The people of Ghana did not mandate the government to impose hardships on them but rather to cater for their welfare.
According to Deputy Energy Minister Inusah Fuseini the problem of the current shortage is because the unintended consumers of the product especially commercial drivers have created artificial shortages in the system. It will be wrong for the Minister to pounce on the driver accusing them to have created artificial shortage of LPG, because the said commercial drivers are not doing their business,serving the people of Ghana with the intention to loose but rather also as workers who want to earn a living at the end of the day. Most of them are family father who are expected to care for their families same as the Minister and any other Ghanaian working class.
It will be politically wrong for the Energy Minister or the government to direct the Driver and Vehicle Licensing Authority (DVLA) not to license vehicles that are converted from petrol to gas. There is no country in the Global world where Vehicles with Gas or Gas/Petrol convertible not allowed to be registered.

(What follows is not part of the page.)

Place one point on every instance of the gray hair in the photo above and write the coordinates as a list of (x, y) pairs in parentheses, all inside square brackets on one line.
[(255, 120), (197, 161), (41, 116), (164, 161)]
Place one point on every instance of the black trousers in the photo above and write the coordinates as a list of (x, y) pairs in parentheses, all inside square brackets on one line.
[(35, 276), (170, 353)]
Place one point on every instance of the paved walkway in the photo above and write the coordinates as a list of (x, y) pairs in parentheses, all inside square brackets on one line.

It is the assiduity of the Minister of Energy to make sure we have ample supply of LPG in the country and also reasonably subsidized for the sake of the citizens. After all no Minister in country is paying for anything (for the people) from his own pocket. You don't stop people from selling water because of water shortage from Ghana Water Co-operation, do you? The government is therefore there to see to it by taking measures to assisting Ghana Water company to enhance constant and effective supply of water for the people.

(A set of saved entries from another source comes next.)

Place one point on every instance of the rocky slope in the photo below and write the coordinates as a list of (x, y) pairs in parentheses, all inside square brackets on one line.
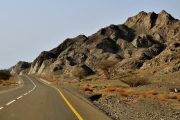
[(20, 68), (144, 41)]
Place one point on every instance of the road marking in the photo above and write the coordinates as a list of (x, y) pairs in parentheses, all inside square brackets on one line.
[(19, 97), (10, 102), (70, 106)]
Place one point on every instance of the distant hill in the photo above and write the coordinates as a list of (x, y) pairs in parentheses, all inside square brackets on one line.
[(145, 41)]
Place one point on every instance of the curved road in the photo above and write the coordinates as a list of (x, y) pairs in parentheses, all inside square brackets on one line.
[(37, 101)]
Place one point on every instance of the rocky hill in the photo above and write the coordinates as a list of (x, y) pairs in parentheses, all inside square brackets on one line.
[(20, 68), (144, 41)]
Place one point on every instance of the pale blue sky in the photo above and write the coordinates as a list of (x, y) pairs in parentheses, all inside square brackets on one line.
[(28, 27)]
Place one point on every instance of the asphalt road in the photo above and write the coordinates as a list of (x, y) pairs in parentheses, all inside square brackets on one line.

Speaking to City News, Deputy Energy Minister Inusah Fuseini said Government was determined to ensure that commercial drivers and their car owners do not rip off the state by redirecting the subsidies factored into the price of LPG into their pockets.
If good and effective measures are taken by the government, nobody can rub or rib off the economy, but if the other means like petrol for the commercial drivers is not adequately subsidized and not consistent in the system you can't expect the drivers to pack their cars at idly in their homes only to be cleaning them, while they can better go by LPG.

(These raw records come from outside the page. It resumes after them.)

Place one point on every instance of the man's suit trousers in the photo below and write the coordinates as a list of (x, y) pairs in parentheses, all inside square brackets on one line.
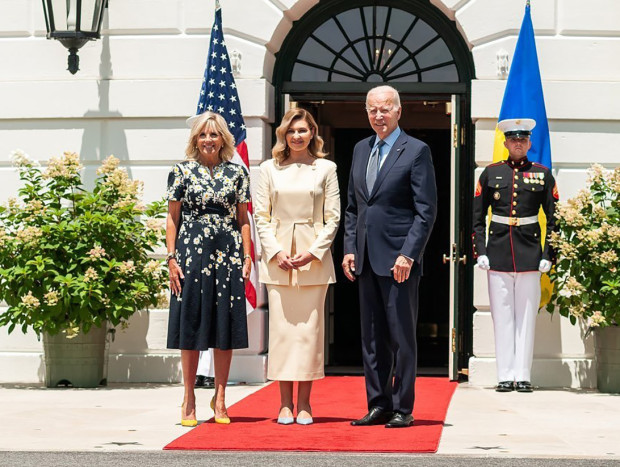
[(389, 313)]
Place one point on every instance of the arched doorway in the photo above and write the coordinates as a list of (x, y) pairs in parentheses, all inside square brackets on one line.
[(332, 56)]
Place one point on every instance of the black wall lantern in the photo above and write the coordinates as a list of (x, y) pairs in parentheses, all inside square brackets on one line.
[(73, 23)]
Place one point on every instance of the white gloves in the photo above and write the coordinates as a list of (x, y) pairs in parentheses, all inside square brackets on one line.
[(483, 262), (544, 265)]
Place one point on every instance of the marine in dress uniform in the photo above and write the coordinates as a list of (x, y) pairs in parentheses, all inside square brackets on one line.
[(515, 189)]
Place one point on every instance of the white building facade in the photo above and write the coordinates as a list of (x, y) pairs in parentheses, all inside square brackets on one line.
[(139, 83)]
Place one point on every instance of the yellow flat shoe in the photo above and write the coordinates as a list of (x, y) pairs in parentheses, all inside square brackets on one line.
[(221, 421)]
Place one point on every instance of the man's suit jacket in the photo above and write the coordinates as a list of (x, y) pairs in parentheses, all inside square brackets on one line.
[(398, 216), (300, 204)]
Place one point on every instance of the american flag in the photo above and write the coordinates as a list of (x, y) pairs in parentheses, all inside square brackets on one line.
[(219, 94)]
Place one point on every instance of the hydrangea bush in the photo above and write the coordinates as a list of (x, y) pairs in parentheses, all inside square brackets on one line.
[(72, 258), (586, 276)]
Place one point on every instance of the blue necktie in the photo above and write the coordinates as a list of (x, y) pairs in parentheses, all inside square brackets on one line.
[(373, 166)]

The driver with vehicles having dual fuel sources, can choose use petrol or gas depending upon the economical aspect. If even Petrol is in abundance, they are doing their business and must know better. It is their own business to queue for gas in abundance of petrol. No matter how much and for how long they buy the gas it is up to them to decide because are running business with the aim to make profit but not to loose. Probably using gas rather than petrol makes commercial sense for the drivers, so what speaks against it?
The Hotel, Restaurant, Catering House or any other food seller using gas for 24 hours dairy to serve its customers or a taxi driver using gas 12 hours a day, what is the difference and who must be put under the microscope? Fact is the government must make sure we are not deprived of our essential needs. The people of Ghana have not mandated democratic government to impose communist governance on them.
Calling commercial gas consumers like drivers to pay realistic prices for LPG, as the energy Minister is saying is OK but shouldn't be more than realistic else the repercussions will reflect on the Ghanaian citizen since fares other prices will then shoot up. This will then make the so-called unintended consequences (as the Energy Minister claimed) of the policy turn to be an intended consequences at long last.